Custom voices **shadow** builtin voices with the same name — dropping `custom-voices/alloy.wav` overrides the builtin `alloy` (its `origin` field on `/v1/audio/voices` flips from `builtin` to `custom`).

**Sibling metadata** next to each `<name>.wav`:
- `<name>.txt` — reference transcript for the clip. Optional; the model accepts an empty string. Clone fidelity is noticeably better with a faithful transcript.
- `<name>.lang` — language label string passed through to the model. Optional; defaults to `English`. Use this for non-English reference clips.

**Recommended reference clips:**
- 10-30 s of clean speech from the target speaker.
- No background music, no overlapping voices, low noise floor.
- 16+ kHz, mono preferred (model resamples internally but garbage-in-garbage-out applies).

**Use a custom voice:**

```bash
mkdir -p $HOME/talkies-data/custom-voices/team-a
cp jane-reading.wav $HOME/talkies-data/custom-voices/team-a/jane.wav
echo "And the silken sad uncertain rustling of each purple curtain." \
  > $HOME/talkies-data/custom-voices/team-a/jane.txt

curl -s http://localhost:8000/v1/audio/speech \
  -H "Content-Type: application/json" \
  -d '{
        "model": "qwen3-tts-0.6b",
        "voice": "team-a/jane",
        "input": "Hello from a cloned voice.",
        "response_format": "wav"
      }' \
  --output cloned.wav
```

**Path-traversal guard:** symlinks under `custom-voices/` whose `resolve()` escapes the dir are skipped at scan time, so a hostile mount can't be used to read arbitrary host files as a voice prompt. Symlinks pointing back into the same dir are fine.

**CUDA only.** Qwen3-TTS hard-fails on CPU (`FasterQwen3TTS.from_pretrained` raises `ValueError`). The model surfaces as `loaded: false` until the first request; first-request load includes CUDA-graph capture (~30-60 s on a mid-range GPU). Subsequent generations are sub-second.

## OpenClaw / ClawHub Config

```bash
export TALKIES_URL=http://localhost:8000
export TALKIES_AUTH_TOKEN=<token>  # only if the server requires it
```

Or via `~/.openclaw/openclaw.json`:

```json
{
  "skills": {
    "entries": {
      "talkies": {
        "env": {
          "TALKIES_URL": "http://localhost:8000",
          "TALKIES_AUTH_TOKEN": "<token>"
        }
      }
    }
  }
}
```

## Management

```bash
docker logs -f talkies    # tail logs
docker stop talkies       # stop
docker rm talkies         # remove
docker pull psyb0t/talkies:latest  # update
```

Watch what's loaded right now:

```bash
curl -s http://localhost:8000/api/ps | jq
```

Free memory between jobs:

```bash
curl -s -X POST http://localhost:8000/unload | jq
```

## Logs

`docker logs talkies` covers everything.
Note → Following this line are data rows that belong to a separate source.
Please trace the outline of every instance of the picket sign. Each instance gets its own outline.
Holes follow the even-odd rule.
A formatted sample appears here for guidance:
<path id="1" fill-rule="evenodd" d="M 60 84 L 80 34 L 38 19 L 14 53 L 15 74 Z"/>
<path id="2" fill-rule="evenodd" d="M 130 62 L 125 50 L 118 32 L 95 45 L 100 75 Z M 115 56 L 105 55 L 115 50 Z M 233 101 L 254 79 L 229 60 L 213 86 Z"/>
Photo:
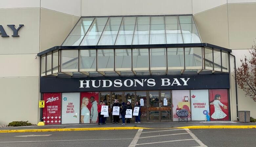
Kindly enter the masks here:
<path id="1" fill-rule="evenodd" d="M 134 110 L 133 110 L 133 116 L 138 116 L 139 110 L 139 107 L 134 107 Z"/>
<path id="2" fill-rule="evenodd" d="M 108 114 L 108 106 L 101 106 L 100 115 L 107 115 Z"/>
<path id="3" fill-rule="evenodd" d="M 112 115 L 113 116 L 119 116 L 119 111 L 120 110 L 120 107 L 113 107 L 113 112 L 112 112 Z"/>
<path id="4" fill-rule="evenodd" d="M 132 116 L 132 109 L 127 109 L 126 113 L 125 115 L 125 118 L 131 118 Z"/>

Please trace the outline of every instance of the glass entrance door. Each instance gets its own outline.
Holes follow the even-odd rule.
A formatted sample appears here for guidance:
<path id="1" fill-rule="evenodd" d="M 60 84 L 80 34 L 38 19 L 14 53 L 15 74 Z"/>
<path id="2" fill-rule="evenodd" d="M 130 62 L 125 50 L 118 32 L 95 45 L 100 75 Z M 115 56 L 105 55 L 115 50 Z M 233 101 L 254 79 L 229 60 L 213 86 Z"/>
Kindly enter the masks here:
<path id="1" fill-rule="evenodd" d="M 160 116 L 161 121 L 166 121 L 172 120 L 172 104 L 171 98 L 171 92 L 160 91 L 161 101 L 160 102 Z"/>
<path id="2" fill-rule="evenodd" d="M 137 92 L 136 92 L 136 102 L 140 102 L 140 106 L 141 107 L 140 109 L 141 112 L 140 121 L 146 122 L 147 119 L 147 92 L 145 91 Z"/>
<path id="3" fill-rule="evenodd" d="M 159 92 L 149 91 L 148 94 L 149 121 L 159 121 L 160 120 Z"/>

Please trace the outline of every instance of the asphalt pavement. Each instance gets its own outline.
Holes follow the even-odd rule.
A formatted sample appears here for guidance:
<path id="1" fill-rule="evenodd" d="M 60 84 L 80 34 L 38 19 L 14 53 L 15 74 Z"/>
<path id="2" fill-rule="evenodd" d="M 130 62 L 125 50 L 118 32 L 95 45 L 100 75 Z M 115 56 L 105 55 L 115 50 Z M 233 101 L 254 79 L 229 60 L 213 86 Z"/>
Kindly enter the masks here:
<path id="1" fill-rule="evenodd" d="M 250 147 L 255 146 L 255 135 L 256 129 L 158 129 L 13 133 L 0 133 L 0 147 Z"/>

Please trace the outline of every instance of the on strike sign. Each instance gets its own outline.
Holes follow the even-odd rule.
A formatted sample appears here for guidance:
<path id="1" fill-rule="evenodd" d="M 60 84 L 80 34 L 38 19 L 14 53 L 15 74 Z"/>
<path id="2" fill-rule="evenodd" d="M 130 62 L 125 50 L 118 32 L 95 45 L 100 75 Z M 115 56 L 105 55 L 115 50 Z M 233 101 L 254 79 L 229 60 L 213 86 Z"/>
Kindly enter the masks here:
<path id="1" fill-rule="evenodd" d="M 119 116 L 119 110 L 120 107 L 113 107 L 113 112 L 112 112 L 113 115 Z"/>
<path id="2" fill-rule="evenodd" d="M 100 115 L 108 115 L 108 106 L 102 106 Z"/>
<path id="3" fill-rule="evenodd" d="M 125 115 L 125 118 L 132 118 L 132 109 L 126 109 L 126 113 Z"/>
<path id="4" fill-rule="evenodd" d="M 139 115 L 139 107 L 134 107 L 134 110 L 133 110 L 133 116 L 138 116 Z"/>

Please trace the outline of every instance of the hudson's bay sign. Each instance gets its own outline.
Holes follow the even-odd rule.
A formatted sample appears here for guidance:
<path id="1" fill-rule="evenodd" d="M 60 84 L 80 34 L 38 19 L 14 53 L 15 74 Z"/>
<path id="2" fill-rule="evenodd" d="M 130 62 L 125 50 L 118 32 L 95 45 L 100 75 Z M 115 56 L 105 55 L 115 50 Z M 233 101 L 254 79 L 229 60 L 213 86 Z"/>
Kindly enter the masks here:
<path id="1" fill-rule="evenodd" d="M 40 92 L 228 89 L 229 74 L 41 77 Z"/>

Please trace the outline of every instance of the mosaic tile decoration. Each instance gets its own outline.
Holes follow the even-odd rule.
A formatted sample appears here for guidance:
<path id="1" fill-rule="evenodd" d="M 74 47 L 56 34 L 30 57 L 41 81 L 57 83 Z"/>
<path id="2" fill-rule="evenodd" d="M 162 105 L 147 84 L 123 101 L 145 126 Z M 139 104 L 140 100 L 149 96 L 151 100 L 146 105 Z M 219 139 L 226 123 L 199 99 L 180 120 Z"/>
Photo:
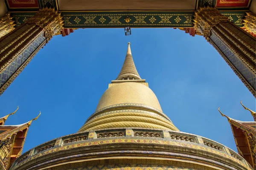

Look for:

- `entrypoint:` lines on boot — model snapshot downloads, device detection.
- `INFO talkies.server` lines on each request — model load events, transcribe timings.
- `WARNING` / `ERROR` lines for backend failures.

The server doesn't log auth tokens, request bodies, or audio bytes. It logs the model slug, request id, duration, and result size — nothing else.

## Public Access via Reverse Proxy (optional)

talkies binds `0.0.0.0:8000` inside the container. For public exposure, terminate TLS at a reverse proxy (Caddy / Traefik / nginx) and combine with `TALKIES_AUTH_TOKEN`.

Caddy example:

```caddy
talkies.example.com {
    reverse_proxy localhost:8000
}
```

Set the auth token on the talkies container so even if Caddy is misconfigured, the upstream still requires `Authorization: Bearer`. Don't rely on the proxy alone.

For Cloudflare Tunnel / Tailscale, the same logic applies — the tunnel provides transport security, the bearer token provides app-layer auth.